November 30, 2006

A RoShamBo Walk

As NTDOY cracks 30, I am feeling a little overconfident in my investment there.

Peter Lynch, investment cowboy and famous prior pilot of the Magellan ship suggested famously "invest in what you know."

But William Sharpe, investment professor and Nobel-winning inventor of the theory of efficient capital markets countered, "attempts to beat the market carry the seeds of their own destruction."

Who is right?

You Can't Beat the Market

After years of study, academics have basically come to the conclusion that you can't beat the market. They tell us that we'd all be best off putting all our savings into index funds and then keeping our grubby little active-trading hands off the money to reduce costs. This point of view is popularized in Burton Malkiel's investment bible A Random Walk Down Wall Street.

What that book points out is that, as far as academics can tell, not only is it impossible to discover a mechanical way to "beat the market" over the long haul, it is also impossible to discover (ahead of time) which human investment expert might be able to beat the market consistently. Malkiel famously suggests throwing darts at the stock tables would be better than buying an actively managed mutual fund.

Why? Simple: because if there were a way to beat the market even 51% of the time, then every rational investor would leverage all their money into that winning strategy - they would all buy Dogs of the Dow or pile into T. Rowe Price mutual funds or buy Berkshire Hathaway or read Value Line or whatever. The resulting stampede of money would bid up the cost of investing with that approach until it no longer beat the market at all.

So in a rational world, there is no free lunch. You are best off reducing your risks by spreading your bets as widely as possible, and maximizing returns by minimizing costs as much as possible. In other words, we should not invest in anything other than index funds and cash.

The Self Driving Bus?

But I always like to ask a question about this approach. What happens when nobody is driving the bus anymore?

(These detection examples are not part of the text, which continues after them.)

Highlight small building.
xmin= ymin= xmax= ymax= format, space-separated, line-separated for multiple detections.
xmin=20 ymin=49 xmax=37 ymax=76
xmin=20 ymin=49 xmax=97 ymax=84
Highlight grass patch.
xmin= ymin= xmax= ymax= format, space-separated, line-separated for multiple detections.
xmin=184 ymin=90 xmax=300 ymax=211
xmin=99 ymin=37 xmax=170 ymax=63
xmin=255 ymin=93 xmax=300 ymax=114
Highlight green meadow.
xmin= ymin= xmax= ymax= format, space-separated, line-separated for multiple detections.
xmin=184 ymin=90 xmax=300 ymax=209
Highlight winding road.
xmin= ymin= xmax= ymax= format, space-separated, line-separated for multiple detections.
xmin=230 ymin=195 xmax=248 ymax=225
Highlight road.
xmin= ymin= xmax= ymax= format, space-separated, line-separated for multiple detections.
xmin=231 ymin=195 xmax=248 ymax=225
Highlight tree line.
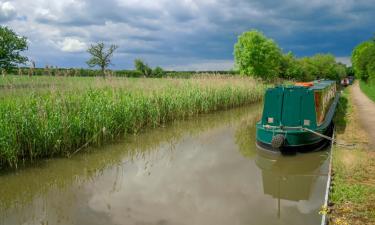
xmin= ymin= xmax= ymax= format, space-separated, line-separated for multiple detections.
xmin=234 ymin=30 xmax=350 ymax=81
xmin=0 ymin=26 xmax=356 ymax=81
xmin=0 ymin=26 xmax=166 ymax=77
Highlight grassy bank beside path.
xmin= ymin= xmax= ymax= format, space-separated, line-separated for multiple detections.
xmin=330 ymin=87 xmax=375 ymax=225
xmin=0 ymin=76 xmax=265 ymax=168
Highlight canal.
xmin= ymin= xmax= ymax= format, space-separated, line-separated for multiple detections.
xmin=0 ymin=105 xmax=329 ymax=225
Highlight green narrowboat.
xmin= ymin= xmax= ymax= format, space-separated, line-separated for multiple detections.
xmin=256 ymin=80 xmax=339 ymax=153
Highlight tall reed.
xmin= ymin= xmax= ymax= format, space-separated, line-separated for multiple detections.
xmin=0 ymin=77 xmax=264 ymax=167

If everybody just hops on to the indexing bus and takes their hands off the steering wheel to reduce costs, what happens when every last person finally decides take their hands off the steering wheel? Who sets prices then? Will we achieve some market singularity in 2100 when all money is indexed and capital markets cease functioning? If nobody is driving, can we expect anything other than a big crash?

Or maybe just the smart, rational people use indexing. So what happens if all the rational people decide to let go of the steering wheel, leaving a few irrational people in charge of setting market prices?

Is it possible to beat a market if the prices are set by idiots?

No Better than Childs' Play

Have you ever played Rock-Paper-Scissors?

That's the funny kids game - known in some quarters as Rochambeu - where you form your fingers into the shape of an object in the hope of trumping your opponent's shape, thrown at the same time. A recent internet phenomenon has been the invention of "higher order" rock-paper scissors games that introduce larger numbers of fair moves, like RPSSL and RPS-7 and even RPS-101. Good luck keeping those all fingers straight.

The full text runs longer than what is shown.